September 18, 2019
There is evidence of inhabitation in Zwolle (meaning ‘hill,’ a cognate of ‘swollen’) during the Bronze Age, circa 6000 bce. The Franks occupied the area during Roman times. The city dates from 800 CE. In the area around the hill upon which the city there are four rivers, IJssel, Vecht, Aa and Zwarte Water. The city center still shows its octagonal defensive formation. Zwolle joined the Hanseatic League in 1294. In the 15th century its wealth grew exponentially from trade. Thomas à Kempis, noted religious author, spent most of his life at the Augustan monastery that once stood here.
The city’s center of 125,000 is a superbly crafted mixture of the old and new. There is new construction that blends in well with the older brick structures. It is a shopping zone with residential areas nearer the edge. It is surrounded by the moat, where we sit on our boat just a moment away from the scene below, where there is much of the construction in brick to match the old.
Zwolle at night, followed by a day shot of the same general area:
Then there is the really old:
Another example of the new but this is outside the old center.

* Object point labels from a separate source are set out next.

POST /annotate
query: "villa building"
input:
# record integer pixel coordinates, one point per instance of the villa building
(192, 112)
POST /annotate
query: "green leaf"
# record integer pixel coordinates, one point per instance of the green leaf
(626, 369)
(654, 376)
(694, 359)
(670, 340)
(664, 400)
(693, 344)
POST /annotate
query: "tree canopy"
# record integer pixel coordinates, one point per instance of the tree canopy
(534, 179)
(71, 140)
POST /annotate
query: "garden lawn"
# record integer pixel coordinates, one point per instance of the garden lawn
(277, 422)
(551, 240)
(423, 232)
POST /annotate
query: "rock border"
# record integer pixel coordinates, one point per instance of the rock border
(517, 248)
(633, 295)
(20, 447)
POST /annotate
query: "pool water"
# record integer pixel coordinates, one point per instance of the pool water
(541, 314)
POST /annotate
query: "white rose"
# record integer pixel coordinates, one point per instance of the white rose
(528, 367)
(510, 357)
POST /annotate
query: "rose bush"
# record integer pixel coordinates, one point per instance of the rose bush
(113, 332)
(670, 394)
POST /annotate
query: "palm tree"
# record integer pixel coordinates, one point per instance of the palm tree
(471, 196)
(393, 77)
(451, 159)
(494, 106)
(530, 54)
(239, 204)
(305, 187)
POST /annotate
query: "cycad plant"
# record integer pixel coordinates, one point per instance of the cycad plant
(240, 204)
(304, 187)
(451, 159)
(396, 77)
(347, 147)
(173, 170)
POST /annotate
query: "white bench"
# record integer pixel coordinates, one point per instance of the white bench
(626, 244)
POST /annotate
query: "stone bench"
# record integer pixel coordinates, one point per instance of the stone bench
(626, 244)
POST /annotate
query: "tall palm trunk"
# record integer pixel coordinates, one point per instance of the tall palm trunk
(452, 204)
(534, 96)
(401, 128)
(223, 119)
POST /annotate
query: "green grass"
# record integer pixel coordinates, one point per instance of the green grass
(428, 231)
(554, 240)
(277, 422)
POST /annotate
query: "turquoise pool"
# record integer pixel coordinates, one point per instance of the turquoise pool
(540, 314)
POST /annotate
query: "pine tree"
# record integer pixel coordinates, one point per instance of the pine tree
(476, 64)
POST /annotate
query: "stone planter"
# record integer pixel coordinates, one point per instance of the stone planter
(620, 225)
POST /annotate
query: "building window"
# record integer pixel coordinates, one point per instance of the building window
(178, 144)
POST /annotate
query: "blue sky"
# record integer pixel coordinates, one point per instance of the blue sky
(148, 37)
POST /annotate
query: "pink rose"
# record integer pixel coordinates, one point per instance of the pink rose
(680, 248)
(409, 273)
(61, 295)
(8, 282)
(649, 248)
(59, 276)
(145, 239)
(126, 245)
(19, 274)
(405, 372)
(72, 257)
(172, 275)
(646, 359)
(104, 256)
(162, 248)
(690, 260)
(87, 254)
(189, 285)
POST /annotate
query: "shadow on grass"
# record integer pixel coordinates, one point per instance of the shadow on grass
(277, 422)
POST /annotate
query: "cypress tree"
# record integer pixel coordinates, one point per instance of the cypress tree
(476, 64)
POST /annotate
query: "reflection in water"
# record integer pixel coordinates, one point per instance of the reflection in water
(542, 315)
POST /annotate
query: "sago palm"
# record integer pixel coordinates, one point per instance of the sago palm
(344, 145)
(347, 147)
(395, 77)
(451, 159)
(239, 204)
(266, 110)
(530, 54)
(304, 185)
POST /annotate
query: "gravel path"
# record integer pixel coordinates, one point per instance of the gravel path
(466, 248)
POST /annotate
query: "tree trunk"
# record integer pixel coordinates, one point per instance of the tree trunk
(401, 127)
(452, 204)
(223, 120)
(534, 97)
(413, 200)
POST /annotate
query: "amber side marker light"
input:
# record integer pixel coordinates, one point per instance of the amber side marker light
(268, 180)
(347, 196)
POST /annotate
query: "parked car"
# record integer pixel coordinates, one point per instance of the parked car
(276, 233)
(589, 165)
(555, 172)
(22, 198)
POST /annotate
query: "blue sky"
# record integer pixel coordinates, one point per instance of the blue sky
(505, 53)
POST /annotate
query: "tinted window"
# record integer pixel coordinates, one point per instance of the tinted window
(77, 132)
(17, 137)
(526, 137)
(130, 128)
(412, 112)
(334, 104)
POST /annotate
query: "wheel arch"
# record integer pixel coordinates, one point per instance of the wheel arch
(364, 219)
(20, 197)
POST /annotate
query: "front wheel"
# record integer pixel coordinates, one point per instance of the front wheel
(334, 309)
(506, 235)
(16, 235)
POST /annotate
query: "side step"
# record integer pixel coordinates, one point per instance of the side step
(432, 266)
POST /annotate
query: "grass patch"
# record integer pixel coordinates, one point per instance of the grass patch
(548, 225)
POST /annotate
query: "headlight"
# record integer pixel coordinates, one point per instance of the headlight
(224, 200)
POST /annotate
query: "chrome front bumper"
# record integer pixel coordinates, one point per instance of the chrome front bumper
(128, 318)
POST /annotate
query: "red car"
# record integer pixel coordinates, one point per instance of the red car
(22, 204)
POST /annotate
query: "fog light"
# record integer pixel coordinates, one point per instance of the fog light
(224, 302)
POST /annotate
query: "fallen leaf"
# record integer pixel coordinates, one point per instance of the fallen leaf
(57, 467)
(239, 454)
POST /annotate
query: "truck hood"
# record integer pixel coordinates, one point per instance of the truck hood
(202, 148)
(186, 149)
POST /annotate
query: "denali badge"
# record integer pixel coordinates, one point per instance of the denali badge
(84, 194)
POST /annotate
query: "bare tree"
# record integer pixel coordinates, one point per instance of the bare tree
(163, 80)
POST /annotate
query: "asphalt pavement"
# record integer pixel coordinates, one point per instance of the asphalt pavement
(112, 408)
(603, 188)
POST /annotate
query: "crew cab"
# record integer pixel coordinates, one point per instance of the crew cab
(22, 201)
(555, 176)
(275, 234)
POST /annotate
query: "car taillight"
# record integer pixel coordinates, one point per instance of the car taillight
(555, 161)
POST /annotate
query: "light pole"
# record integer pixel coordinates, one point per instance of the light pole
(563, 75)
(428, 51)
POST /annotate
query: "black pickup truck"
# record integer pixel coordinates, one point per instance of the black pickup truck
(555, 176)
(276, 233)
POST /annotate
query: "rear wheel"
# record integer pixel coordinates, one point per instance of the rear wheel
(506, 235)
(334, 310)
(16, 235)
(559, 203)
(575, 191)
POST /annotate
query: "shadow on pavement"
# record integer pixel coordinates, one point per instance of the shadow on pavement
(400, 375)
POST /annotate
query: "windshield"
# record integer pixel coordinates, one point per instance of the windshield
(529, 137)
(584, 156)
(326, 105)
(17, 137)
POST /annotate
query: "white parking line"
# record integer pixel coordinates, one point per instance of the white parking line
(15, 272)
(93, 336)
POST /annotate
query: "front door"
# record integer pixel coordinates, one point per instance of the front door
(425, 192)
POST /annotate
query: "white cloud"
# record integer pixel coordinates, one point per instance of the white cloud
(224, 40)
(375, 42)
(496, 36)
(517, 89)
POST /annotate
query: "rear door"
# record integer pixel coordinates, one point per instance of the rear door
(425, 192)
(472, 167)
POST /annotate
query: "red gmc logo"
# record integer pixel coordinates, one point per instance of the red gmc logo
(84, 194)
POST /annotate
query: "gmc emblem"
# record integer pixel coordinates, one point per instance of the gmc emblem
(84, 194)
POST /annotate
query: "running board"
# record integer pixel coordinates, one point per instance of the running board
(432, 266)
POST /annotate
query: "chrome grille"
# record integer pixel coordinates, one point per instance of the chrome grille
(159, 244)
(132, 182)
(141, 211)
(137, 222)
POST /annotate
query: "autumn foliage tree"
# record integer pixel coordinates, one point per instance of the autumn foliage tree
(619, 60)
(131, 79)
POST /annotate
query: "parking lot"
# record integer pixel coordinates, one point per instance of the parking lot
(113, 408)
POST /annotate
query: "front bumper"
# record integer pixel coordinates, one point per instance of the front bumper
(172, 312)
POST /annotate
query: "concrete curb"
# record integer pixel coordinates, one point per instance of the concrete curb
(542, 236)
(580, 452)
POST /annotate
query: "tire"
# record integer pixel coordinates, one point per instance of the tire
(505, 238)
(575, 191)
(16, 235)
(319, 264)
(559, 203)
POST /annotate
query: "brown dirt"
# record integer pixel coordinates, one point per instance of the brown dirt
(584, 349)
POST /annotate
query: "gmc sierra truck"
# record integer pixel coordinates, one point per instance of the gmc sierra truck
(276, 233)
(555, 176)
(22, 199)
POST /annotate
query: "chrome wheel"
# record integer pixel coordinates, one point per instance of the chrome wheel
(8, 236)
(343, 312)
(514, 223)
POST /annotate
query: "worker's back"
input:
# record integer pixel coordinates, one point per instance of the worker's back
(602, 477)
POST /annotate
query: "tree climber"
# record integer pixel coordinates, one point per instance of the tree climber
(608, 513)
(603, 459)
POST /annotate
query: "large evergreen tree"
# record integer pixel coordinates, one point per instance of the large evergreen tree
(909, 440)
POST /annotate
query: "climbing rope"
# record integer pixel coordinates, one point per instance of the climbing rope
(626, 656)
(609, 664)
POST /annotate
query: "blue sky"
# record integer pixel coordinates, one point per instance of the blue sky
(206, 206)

Like everywhere we have been, there is a friendly and often festive atmosphere, the festiveness pronounced in the summer when people more readily enjoy socializing outdoors. The restaurants are busy, with lots of outdoor seating. Few people use tobacco so one is not bothered. Bikes galore run up and down the streets except in pedestrian only zones, which most bikers respect. The young, the old, the in between, the infant, all come to town on one type of bike or another.
There is easy banter with the people you meet. The Dutch not only understand American humor they gave serve it on their own terms. A waiter came to ask if we needed help with the Dutch – we have become fairly well versed on the menus – and I said I could translate into English for him. I pointed to something labeled “Mixed Platter” and I said, “Now in English we would say “Mixed Platter.” That’s a subtle joke (I am not claiming it is a good one), but he got it. Peg ordered that very thing. I commented, “You will need help with that,” referring to what looked like a large order. He climbed in next to me and said, “I’ll be glad to help.”